Lo and behold, I finished. I finished WAY faster then I expected, too. At the finish line, my physical effort went inward and almost instantly changed my way of thinking. It was, I CAN DO THIS. I've done it.
I'm more psyched about doing my second half (Disney Princess Half in FL) then ever. I finally got around to booking my tickets and hotel for myself and my friend Mel. I don't know if I'll PR--but I don't care, honestly. I just know I can do it, and I'm psyched to do it again.
The recovery? I was surprised how sore I was for the next few days. I felt like I couldn't walk correctly. The worst thing--trying to sit on the can. It's at the height that just makes the quads engage, and it hurt so bad the first couple days I had to just kind of fall on the toilet to sit down without a ton of pain. Getting up was a whole 'nother story. But, it must be like having a kid (at least so I've heard). The pain is great, but you're quick to forget it in favor of doing it all over again. Totally where my head is at right now. Finally went for a run 4 days after the half (almost 4 miles), then 5+ miles the next day, and then 3+ the following Sunday. Rest, rest and then back to the grind on Wednesday--
That being said, do you know what kind of run I did mid-week!? My first long run since the half yesterday--10 miles! How about them apples, eh? That half (and the bling that came along with it!) really renewed my lust for running, and I find myself really jonesin' for it again. I'm so glad I broke through that wall.

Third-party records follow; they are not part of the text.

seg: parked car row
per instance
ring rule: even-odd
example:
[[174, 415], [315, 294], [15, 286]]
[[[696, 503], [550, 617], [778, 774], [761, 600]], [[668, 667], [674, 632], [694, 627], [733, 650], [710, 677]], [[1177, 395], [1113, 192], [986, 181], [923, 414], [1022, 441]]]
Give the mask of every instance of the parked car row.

Really makes me feel like I could train for a full marathon! But, I really have to see where I'm at after this half, and then the 10 miler in April.
The other hang-up?
The thing is we really want to have a kiddo soon, and I just would hate to get halfway through marathon training and then have to bail due to a bun in the oven. Thoughts on this? I've been tossing this back and forth for a while now. I know there are women that run marathons full-on preggers, but if this was my first marathon, I just don't know how that would fly with the ever increasing mileage of training. Hmm...I honestly am at a loss here.

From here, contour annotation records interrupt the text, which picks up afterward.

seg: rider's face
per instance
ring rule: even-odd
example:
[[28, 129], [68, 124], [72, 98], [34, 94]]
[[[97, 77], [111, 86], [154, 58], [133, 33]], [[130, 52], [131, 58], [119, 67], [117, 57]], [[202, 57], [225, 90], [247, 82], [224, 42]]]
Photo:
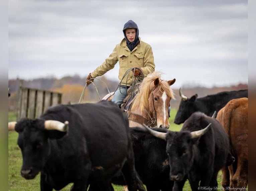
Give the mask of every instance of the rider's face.
[[125, 30], [125, 35], [127, 39], [131, 43], [134, 41], [136, 36], [136, 29], [134, 28], [129, 28]]

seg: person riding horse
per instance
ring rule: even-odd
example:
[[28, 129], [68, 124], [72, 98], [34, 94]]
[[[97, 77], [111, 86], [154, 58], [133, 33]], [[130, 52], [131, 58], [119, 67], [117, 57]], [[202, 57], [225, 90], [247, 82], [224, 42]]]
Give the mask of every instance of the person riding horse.
[[[119, 107], [127, 95], [127, 89], [132, 85], [133, 77], [141, 80], [155, 71], [154, 56], [151, 46], [142, 41], [139, 37], [137, 24], [132, 20], [126, 22], [123, 32], [124, 38], [116, 46], [113, 52], [101, 65], [90, 73], [86, 79], [88, 85], [94, 78], [103, 75], [114, 68], [118, 61], [119, 65], [118, 78], [119, 87], [114, 94], [112, 101]], [[123, 78], [126, 71], [130, 69], [127, 79]]]

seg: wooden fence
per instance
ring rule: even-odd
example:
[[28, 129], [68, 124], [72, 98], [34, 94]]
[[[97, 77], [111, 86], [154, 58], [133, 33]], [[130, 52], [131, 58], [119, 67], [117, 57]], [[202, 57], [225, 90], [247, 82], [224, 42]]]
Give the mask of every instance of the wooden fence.
[[59, 93], [20, 86], [18, 94], [17, 121], [22, 117], [38, 118], [50, 106], [61, 103]]

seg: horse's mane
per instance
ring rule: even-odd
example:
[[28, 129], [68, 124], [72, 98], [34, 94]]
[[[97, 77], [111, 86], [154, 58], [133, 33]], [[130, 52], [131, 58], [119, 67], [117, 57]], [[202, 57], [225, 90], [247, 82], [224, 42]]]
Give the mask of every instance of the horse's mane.
[[141, 113], [144, 113], [145, 108], [148, 110], [148, 98], [154, 87], [154, 81], [157, 78], [159, 79], [160, 91], [161, 92], [165, 92], [168, 96], [171, 98], [174, 98], [173, 93], [167, 82], [161, 79], [161, 74], [160, 72], [154, 72], [144, 78], [139, 86], [139, 91], [130, 103], [132, 104], [131, 110], [137, 108]]

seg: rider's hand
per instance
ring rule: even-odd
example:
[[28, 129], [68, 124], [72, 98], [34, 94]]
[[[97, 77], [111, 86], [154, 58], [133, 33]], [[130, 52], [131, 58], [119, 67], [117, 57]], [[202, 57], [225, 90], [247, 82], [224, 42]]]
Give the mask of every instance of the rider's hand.
[[[139, 68], [140, 69], [140, 68]], [[133, 71], [134, 71], [134, 76], [140, 76], [140, 75], [141, 75], [140, 74], [140, 72], [138, 69], [135, 69], [135, 70], [134, 70], [134, 69], [133, 68], [132, 69], [132, 72], [133, 73]]]
[[88, 76], [87, 76], [87, 78], [86, 78], [86, 82], [87, 83], [87, 84], [89, 85], [90, 84], [92, 84], [92, 82], [93, 82], [93, 79], [90, 80], [90, 79], [92, 78], [93, 77], [92, 77], [92, 76], [91, 75], [91, 73], [90, 73], [89, 74], [89, 75], [88, 75]]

Anyways, this is just a whole load of ramblings that I felt like getting down somewhere...
Oh! I started my new job! Listen to this....it's exactly what I needed. Seriously, I have not felt so welcome to a new position in....well, ever. Everyone is so helpful and supportive--and there's zero drama. It's so nice to be in an environment like this. Yes, it's still a job. But I don't dread going into work, and for the first time in a while I've been able to talk and laugh with co-workers. Plus, almost everyone is pretty active--there's a fellow runner whose been running for a while--marathons, halfs, everything! (very cool), an avid swimmer, yogis, rock climbers, cross-fitters--what a solid group, and hard to lose focus with all these hardcore chicks :) Quality of life has definitely ALREADY increased in the past week and a half I've been there.
Here in Austin, life is pretty good, lately--but a serious heads up, winter-time no matter where you are can really take a toll on your health. Make sure you're taking Vitamin D! With the lack of sun in a lot of regions this time of year, your Vitamin D can take a hit. I very much think it's worth getting a lab test done for. My husband and I both recently had ours--Trev's was at 18. Mine was 30. Optimal is 30-100. And we're in TEXAS. AND I'M CONSTANTLY RUNNING OUTSIDE IN THE SUN and I'm borderline.
|The keyboard is a great substitute pillow.|
I'm not trying to sell you all anything, I just genuinely think this is something a lot of folks "poo-poo" without really realizing the toll it can take on your body. If you're dragging along, go get this checked out--it might be as easy as getting more sun, eating foods containing high levels of Vitamin D, or even popping a natural supplement.
|The sun will return, my friends!|
Anyways, that's my educated brain fart for today--Vitamin D! Woo! Questions? Go ahead and send 'em over. Again, I'm no doctor, but I've certainly done the research. :)
That all being said, this was a complete clusterfuck of a post and I apologize. Just wanted to mentally vomit words to a page.